Link

Extract Clipped Images from PDF

JPedal provides several methods to allow easy extraction of clipped images that appear with PDF files.

Extract Clipped Images from PDF with the Command-Line or another language

java -jar jpedal.jar --extractClippedImages 
inputFileOrDir outputDir outputFormat outputHeight subDirectory 
[outputHeight subDirectory]...

The final two variables for this example allow you specify the size you want the images to be extracted at (-1 to extract at images size) and a directory to store the images produced with that height value.

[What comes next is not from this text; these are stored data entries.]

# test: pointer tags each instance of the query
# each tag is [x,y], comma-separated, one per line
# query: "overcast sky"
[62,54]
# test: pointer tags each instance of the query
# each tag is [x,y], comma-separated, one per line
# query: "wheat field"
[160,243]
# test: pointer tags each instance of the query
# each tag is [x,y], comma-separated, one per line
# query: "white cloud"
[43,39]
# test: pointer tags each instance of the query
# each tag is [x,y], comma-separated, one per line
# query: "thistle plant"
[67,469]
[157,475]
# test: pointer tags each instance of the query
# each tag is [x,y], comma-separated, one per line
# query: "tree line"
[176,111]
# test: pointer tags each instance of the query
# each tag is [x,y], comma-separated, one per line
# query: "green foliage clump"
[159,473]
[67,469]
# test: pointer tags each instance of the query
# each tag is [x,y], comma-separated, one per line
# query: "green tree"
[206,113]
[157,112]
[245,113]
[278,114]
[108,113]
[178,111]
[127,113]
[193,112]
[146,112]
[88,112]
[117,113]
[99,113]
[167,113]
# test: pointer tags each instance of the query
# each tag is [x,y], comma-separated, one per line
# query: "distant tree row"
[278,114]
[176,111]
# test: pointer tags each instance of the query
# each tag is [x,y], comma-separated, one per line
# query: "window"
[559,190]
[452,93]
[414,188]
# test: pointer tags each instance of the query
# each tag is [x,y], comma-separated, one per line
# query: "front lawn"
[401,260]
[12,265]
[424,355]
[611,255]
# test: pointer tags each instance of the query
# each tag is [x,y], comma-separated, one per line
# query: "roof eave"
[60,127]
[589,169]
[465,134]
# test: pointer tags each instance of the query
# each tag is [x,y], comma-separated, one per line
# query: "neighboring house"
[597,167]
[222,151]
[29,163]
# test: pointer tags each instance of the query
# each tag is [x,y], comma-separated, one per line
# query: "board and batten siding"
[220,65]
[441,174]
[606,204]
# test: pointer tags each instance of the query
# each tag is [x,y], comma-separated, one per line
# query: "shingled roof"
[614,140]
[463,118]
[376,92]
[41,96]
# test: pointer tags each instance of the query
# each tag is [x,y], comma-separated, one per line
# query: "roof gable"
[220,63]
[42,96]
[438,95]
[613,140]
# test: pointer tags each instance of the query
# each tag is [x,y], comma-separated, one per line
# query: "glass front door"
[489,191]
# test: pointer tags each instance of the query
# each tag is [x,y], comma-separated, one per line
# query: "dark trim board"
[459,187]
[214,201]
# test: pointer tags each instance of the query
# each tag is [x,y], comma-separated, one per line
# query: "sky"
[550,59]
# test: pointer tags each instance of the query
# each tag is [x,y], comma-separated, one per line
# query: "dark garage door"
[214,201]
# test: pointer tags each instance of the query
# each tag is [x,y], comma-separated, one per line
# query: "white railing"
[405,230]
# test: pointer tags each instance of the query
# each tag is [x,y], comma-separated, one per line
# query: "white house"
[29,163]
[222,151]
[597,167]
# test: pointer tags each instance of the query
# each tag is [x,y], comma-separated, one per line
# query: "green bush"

These two variables can be repeated to allow you to produce multiple sizes. Below is an example that would produce png image output at original size in the directory outputDir/raw, 100px height in the directory outputDir/medium and 50px height in the directory outputDir/thumbnail.

java -jar jpedal.jar --extractClippedImages 
inputFileOrDir outputDir outputFormat -1 raw 100 medium 50 thumbnail

Extract Images from PDF in Java

Static Convenience Method

ExtractClippedImages.
writeAllClippedImagesToDir("inputFileOrDirectory", "outputDir" , 
"outpuImageFormat", new String[]{"imageHeightAsFloat", "subDirectoryForHeight"});

API Access Methods

ExtractClippedImages extract=new ExtractClippedImages("C:/pdfs/mypdf.pdf");
//extract.setPassword("password");
if (extract.openPDFFile()) {
    int pageCount=extract.getPageCount();
    for (int page=1; page<=pageCount; page++) {
        int imagesOnPageCount=extract.getImageCount(page);
        for (int image=0; image<imagesOnPageCount; image++) {
            BufferedImage image=extract.getClippedImage(page, image);
        }
    }
}

extract.closePDFfile();

This example uses the JPedal ExtractClippedImages class. The final variable is a String array that will specify a series of height and sub-directories pairs in a similar manner to the imageHeight / subDirectoryForHeight used on the command line.

ExtractClippedImages can output images in several different image formats including BMP, PNG, JPG and TIFF.